Netflix signs deal for Weinstein Co. movies

Netflix has struck a deal with Weinstein Co. for the exclusive U.S. pay-television rights to the independent film studio's first-run movies, beginning in 2016.

The arrangement represents a further step in the budding Internet television service's strategy of securing exclusive movies and TV shows for its 37 million subscribers -- and representing the second time Netflix has outmaneuvered a premium cable channel for the U.S. subscription TV rights for a major studio's releases.


Last December, Netflix won the pay-TV rights from Starz to movies from Walt Disney Co., including Disney, Marvel and Lucasfilm live-action releases and animated fare from its Pixar and Disney studios.

Netflix already distributes Weinstein Co.'s documentaries and foreign films, including the Academy Award-winning best picture "The Artist" and the best documentary feature "Undefeated." The newly announced multi-year deal with Weinstein covers theatrical releases starting in 2016, after the studio's current deal with Showtime expires.
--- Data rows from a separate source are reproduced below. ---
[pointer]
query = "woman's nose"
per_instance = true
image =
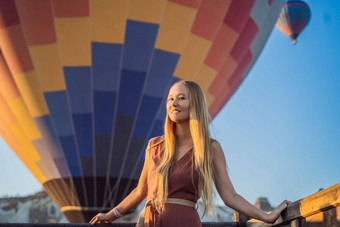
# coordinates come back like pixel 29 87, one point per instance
pixel 175 103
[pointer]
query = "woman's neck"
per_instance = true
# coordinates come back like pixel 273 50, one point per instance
pixel 183 133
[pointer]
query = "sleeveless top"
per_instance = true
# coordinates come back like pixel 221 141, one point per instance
pixel 183 184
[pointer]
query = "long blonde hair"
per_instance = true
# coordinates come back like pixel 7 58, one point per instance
pixel 199 121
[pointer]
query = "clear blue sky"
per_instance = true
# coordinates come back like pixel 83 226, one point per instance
pixel 280 131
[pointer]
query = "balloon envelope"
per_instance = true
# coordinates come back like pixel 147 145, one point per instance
pixel 294 17
pixel 83 83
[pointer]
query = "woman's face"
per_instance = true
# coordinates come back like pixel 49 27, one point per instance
pixel 178 103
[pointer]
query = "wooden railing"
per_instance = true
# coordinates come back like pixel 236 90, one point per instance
pixel 319 209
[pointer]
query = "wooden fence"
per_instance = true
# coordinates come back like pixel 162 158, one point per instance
pixel 319 209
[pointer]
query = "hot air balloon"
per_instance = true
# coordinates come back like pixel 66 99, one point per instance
pixel 293 18
pixel 83 83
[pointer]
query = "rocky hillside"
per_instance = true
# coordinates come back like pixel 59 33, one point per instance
pixel 37 208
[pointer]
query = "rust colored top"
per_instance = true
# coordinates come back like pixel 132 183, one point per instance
pixel 183 184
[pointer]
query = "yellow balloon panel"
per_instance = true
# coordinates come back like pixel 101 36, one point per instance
pixel 192 57
pixel 108 20
pixel 46 60
pixel 175 27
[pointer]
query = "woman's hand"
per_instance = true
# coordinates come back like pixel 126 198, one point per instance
pixel 275 214
pixel 101 218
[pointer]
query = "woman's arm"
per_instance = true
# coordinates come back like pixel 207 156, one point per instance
pixel 132 200
pixel 230 197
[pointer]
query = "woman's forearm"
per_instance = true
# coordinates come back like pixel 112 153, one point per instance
pixel 132 200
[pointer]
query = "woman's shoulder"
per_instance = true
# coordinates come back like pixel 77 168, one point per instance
pixel 155 140
pixel 214 143
pixel 215 146
pixel 155 147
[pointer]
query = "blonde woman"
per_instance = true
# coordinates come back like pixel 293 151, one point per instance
pixel 181 167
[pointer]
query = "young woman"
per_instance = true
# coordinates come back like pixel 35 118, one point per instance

"The deal that we've just completed with Netflix is probably the biggest deal in the history of the Weinstein Co.," co-Chairman Harvey Weinstein said in a statement. "Together, we are discussing ways to reinvent the pay-TV experience so that the audience can get even more for their money."

Deal terms were not released, though payments are often calculated based on how many movies are released and the box office performance.  Media analyst Barton Crockett of Lazard Capital estimated the cost at about $30 million a year.
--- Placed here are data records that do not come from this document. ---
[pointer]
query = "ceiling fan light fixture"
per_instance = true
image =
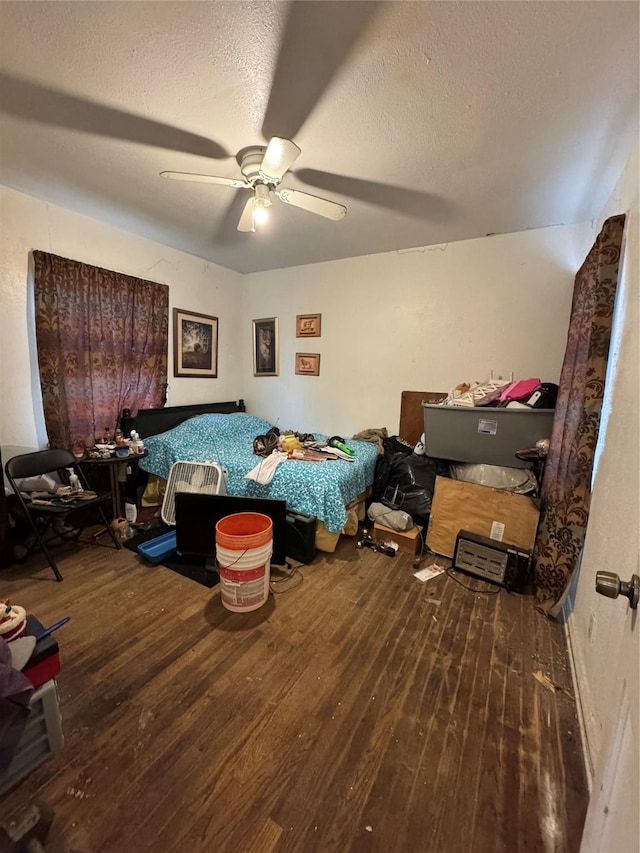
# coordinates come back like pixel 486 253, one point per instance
pixel 260 215
pixel 261 203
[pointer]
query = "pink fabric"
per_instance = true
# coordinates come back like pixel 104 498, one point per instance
pixel 520 389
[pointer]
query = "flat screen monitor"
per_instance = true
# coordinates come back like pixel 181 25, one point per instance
pixel 198 514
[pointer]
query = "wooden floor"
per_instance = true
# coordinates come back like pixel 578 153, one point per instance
pixel 361 710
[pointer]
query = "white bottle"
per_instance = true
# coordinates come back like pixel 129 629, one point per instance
pixel 130 511
pixel 74 481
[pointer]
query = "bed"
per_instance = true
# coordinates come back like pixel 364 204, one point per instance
pixel 321 489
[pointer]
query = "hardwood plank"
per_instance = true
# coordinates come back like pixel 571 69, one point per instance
pixel 360 710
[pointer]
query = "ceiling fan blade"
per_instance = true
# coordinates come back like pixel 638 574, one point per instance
pixel 415 203
pixel 246 220
pixel 280 155
pixel 38 103
pixel 314 204
pixel 205 179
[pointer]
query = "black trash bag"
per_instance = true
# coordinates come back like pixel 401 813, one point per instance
pixel 411 484
pixel 393 447
pixel 264 445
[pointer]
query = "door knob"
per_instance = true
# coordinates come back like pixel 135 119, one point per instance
pixel 609 584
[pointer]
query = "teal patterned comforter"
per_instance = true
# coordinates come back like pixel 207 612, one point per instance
pixel 322 489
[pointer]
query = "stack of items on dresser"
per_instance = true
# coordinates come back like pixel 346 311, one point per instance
pixel 495 436
pixel 469 471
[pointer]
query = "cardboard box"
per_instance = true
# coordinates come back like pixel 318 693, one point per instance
pixel 408 541
pixel 479 509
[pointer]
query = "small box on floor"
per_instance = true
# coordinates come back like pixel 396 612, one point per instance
pixel 44 663
pixel 408 541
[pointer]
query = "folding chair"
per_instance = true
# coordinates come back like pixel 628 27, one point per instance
pixel 43 513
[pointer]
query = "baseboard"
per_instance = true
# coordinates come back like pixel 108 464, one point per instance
pixel 584 740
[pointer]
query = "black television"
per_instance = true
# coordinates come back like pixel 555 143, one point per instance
pixel 197 516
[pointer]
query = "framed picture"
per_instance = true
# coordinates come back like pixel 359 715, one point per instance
pixel 195 344
pixel 308 325
pixel 265 347
pixel 308 363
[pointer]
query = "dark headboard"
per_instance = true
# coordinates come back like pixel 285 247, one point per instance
pixel 150 422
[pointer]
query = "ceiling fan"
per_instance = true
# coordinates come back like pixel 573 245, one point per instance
pixel 263 169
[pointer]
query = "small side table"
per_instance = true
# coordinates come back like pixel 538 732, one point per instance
pixel 114 464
Crockett lauded the deal for bolstering Netflix's movie offerings -- bringing it content from a "hot studio" whose releases have included such Oscar winners as "Django Unchained" (lead-actor Oscar winner Christoph Waltz), "Silver Linings Playbook" (lead-actress Oscar winner Jennifer Lawrence) and "The King's Speech" (best picture).

"Over the next few years, Netflix's movie lineup, we believe, will become second only to HBO's in prominence and exclusivity," Crockett wrote in an analyst note.